As I was walking around the yard this evening, trying to capture these trees being young and small (or not so small in the case of the IF), I was surprised to see chunks of dead wood on the ground over there near the kids’ old climbing tree.

I don’t know if I have a photo for real or just in my head, but, when our kids were young the two older ones threw a long hose again and again up and over one of its upper branches (before it grew too big) and improvised their own swing out of it. Never mind that we had an old swingset at the time; this was way more fun. Because they’d made it. In a tree. Be like a bird. It was a playground unto itself in their childhoods.

As they got older and more in need of their individual spaces we added a bedroom too close to that tree and it gradually grew over it. Richard and I quite a few times heard the thud in the night of a raccoon dropping off a branch and landing overhead and ambling around, with paw prints in the morning across the bathroom skylight like a two-stage verification process.

And then there was that notable year when the nocturnal black beetles that favored that type of tree dropped down through the heating vent and landed on my head at night. This was before we found out there were breaks in the heating system up there that gave them that pathway from the tree.
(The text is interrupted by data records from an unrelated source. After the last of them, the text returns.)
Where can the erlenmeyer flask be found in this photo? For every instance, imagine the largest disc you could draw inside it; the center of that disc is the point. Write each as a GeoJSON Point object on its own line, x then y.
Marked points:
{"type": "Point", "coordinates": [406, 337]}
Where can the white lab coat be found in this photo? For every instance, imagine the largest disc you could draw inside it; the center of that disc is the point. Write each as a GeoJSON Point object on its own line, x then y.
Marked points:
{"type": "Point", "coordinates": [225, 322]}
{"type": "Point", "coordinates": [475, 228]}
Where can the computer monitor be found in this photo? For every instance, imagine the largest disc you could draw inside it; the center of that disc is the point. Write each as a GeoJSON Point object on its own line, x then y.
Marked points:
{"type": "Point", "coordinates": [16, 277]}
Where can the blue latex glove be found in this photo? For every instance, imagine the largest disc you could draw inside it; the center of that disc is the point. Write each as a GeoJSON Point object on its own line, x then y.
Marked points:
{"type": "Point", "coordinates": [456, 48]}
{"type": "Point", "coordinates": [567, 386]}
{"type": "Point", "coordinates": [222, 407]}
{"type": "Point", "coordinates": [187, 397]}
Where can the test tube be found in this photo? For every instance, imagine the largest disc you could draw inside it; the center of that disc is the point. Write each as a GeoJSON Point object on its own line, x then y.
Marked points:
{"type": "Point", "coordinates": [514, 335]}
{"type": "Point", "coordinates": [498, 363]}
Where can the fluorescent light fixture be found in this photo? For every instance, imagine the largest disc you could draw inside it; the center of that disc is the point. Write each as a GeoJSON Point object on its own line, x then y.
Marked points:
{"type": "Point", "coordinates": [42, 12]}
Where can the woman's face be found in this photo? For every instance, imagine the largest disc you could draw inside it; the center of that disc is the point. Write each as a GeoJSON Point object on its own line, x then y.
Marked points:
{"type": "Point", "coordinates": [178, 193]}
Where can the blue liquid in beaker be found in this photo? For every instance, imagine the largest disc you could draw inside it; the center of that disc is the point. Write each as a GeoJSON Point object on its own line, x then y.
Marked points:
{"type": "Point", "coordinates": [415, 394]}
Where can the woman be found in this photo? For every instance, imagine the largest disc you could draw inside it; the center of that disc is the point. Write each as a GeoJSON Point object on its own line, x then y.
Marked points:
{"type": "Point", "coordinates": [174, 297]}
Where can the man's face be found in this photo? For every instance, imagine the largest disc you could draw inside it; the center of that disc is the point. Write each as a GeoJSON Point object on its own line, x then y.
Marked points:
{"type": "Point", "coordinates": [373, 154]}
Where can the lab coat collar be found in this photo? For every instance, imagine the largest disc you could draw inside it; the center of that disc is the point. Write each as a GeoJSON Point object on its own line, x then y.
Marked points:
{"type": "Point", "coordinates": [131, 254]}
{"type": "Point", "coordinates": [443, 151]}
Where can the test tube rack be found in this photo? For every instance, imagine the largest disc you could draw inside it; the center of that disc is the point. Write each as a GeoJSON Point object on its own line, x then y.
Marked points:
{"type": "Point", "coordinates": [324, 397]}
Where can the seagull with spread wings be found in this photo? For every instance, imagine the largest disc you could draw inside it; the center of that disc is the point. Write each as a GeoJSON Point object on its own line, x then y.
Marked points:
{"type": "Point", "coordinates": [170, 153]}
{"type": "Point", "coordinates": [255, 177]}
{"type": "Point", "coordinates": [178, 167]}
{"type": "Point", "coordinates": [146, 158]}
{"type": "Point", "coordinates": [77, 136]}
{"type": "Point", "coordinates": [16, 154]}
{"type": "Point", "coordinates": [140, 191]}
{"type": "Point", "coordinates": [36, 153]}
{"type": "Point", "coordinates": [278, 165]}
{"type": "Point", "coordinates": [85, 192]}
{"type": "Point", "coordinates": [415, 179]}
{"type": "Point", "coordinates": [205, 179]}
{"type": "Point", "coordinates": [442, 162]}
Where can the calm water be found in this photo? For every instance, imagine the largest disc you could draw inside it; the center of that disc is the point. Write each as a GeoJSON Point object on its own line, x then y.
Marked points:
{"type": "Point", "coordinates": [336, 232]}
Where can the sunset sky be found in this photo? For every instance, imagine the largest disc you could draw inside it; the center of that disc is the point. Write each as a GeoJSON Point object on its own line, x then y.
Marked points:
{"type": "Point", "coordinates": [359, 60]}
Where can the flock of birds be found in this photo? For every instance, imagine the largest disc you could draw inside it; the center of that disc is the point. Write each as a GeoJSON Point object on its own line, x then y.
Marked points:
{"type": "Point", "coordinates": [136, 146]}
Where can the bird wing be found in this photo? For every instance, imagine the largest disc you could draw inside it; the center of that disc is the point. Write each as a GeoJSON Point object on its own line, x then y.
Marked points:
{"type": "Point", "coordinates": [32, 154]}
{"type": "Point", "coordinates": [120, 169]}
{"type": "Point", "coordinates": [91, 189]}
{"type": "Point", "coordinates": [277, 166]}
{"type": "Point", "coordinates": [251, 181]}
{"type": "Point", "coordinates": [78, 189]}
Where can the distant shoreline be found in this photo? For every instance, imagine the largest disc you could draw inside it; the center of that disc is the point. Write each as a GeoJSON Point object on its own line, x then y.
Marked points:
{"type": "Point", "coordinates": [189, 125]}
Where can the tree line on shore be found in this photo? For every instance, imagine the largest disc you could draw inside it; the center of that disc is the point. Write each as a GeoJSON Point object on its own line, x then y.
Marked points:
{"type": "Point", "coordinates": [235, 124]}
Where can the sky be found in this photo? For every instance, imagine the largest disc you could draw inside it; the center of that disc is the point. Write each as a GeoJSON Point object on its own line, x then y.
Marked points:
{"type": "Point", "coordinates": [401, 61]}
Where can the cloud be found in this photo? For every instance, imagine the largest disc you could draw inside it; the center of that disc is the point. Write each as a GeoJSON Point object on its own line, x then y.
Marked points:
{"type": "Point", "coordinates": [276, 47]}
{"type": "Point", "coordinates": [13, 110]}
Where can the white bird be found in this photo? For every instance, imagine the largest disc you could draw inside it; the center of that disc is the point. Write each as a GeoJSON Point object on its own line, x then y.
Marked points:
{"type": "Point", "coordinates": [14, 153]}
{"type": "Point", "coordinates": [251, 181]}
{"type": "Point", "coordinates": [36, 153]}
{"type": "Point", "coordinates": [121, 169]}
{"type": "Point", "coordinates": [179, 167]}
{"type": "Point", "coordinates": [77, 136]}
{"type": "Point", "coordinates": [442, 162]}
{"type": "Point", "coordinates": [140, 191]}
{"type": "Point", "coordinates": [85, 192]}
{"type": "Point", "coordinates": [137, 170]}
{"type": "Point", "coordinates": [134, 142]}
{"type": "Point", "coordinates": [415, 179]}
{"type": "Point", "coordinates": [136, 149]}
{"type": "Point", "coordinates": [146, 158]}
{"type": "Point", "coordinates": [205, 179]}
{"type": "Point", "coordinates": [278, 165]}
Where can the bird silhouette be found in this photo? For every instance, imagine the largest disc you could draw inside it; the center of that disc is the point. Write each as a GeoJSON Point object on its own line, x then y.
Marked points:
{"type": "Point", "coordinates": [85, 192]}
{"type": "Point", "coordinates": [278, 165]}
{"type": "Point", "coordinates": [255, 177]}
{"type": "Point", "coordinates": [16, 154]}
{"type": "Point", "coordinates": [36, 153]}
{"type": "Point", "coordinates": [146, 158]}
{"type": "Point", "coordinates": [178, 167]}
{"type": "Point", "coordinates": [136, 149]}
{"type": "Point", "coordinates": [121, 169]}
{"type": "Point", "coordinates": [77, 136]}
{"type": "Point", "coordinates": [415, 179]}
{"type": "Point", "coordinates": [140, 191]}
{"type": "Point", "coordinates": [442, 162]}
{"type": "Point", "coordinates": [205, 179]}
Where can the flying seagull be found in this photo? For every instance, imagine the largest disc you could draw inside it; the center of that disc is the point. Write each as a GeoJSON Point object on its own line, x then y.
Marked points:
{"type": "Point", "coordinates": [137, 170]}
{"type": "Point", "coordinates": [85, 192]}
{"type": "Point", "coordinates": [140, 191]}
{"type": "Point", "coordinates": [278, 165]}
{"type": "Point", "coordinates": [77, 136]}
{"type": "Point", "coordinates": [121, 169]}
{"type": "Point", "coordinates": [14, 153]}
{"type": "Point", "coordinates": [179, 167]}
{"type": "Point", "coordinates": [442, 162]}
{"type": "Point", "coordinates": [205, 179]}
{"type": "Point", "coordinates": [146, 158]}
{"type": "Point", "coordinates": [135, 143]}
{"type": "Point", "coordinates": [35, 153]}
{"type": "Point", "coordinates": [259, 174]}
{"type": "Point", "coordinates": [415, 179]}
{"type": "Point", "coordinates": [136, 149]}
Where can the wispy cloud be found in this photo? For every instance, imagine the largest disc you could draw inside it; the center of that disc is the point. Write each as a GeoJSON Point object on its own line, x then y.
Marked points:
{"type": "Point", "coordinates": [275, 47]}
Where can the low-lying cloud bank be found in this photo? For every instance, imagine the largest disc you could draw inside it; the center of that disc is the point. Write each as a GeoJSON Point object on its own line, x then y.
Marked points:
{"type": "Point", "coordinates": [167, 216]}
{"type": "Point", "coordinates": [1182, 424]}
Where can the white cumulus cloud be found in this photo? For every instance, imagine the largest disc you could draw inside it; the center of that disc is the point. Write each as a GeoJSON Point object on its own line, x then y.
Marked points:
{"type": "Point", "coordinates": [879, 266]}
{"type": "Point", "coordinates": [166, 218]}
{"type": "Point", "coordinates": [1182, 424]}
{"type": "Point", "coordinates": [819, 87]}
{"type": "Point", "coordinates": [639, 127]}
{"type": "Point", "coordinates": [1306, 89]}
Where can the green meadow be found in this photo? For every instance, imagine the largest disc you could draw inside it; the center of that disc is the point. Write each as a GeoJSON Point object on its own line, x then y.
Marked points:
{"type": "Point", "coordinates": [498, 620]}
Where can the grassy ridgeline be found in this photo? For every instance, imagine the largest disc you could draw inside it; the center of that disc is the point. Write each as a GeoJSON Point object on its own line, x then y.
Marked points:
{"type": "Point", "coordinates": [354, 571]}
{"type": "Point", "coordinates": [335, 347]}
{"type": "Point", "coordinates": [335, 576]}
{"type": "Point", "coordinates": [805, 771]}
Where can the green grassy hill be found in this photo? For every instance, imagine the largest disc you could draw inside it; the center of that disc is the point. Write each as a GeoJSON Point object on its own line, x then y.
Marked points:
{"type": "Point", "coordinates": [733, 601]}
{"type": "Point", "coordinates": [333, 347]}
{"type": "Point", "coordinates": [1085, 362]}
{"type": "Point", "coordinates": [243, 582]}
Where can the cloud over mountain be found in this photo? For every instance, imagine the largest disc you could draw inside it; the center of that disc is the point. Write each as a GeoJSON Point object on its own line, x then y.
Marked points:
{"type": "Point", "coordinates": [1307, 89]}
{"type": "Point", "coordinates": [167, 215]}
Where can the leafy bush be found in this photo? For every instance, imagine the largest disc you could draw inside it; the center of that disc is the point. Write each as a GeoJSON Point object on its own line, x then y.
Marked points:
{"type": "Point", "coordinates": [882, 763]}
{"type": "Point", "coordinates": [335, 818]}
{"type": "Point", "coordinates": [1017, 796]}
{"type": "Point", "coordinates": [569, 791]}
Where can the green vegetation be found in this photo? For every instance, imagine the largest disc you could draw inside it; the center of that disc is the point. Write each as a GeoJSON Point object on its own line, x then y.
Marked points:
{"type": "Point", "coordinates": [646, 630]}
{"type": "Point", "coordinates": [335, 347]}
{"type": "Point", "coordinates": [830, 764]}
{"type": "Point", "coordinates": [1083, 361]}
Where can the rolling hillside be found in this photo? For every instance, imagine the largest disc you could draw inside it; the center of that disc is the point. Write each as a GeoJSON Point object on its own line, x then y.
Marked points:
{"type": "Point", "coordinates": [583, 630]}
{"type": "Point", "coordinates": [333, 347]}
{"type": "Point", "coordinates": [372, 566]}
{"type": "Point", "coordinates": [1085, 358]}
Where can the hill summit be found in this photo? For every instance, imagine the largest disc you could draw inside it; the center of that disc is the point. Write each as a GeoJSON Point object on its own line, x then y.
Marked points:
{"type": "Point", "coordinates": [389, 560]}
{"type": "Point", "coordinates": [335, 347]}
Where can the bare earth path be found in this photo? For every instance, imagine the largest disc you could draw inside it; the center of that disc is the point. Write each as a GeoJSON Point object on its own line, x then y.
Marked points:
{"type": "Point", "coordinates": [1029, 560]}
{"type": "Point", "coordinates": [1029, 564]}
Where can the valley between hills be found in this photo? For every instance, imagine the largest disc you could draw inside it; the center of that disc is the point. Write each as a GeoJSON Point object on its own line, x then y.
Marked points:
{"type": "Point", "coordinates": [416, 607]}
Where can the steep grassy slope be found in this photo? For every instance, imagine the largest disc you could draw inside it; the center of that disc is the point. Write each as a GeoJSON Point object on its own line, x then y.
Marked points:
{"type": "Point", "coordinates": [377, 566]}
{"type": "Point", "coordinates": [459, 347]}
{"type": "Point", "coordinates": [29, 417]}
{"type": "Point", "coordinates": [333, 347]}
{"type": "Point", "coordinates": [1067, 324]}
OUT!!!

And so we cut that side of the tree off, and I would have told them to take it all–but Richard remembered the climbing tree days and he couldn’t quite bear to erase the thing.

Alright, so at least we got it away from our bedroom.

There is a big knot hole where one of the larger branches was taken out.

Between it and the house is where I found those chunks of dead wood.

When we bought this house, the sellers had cut down two white-fly-stricken Modesto ash trees (the third lived seven more years) leaving stumps about eight feet high. Why, we did not know–till we found we had woodpeckers nesting in the cavity just below the v-shaped top of one of them.

Richard was the first to notice it. And that the parent birds never flew directly to it; they zigzagged here and there, mostly over in the tall still-living tree next to it, before dashing into the hole at the last–where, from a respectful distance, the tall guy could put our children on his shoulders one by one to see the parents feeding their babies.

When we added on that bedroom, those stumps, very regretfully, had to go.

And now, around the corner on the other side of that room… There’s a hole gouged out that’s angled sharply down. I’m again not quite tall enough to see into it.

But there are thicknesses of leaves of the still-living tree directly above for the parent birds to catch bugs in and zigzag to their hearts’ content through.

He’s right. The tree stays. Or at least the bottom seven or eight feet of it, after nesting season is over.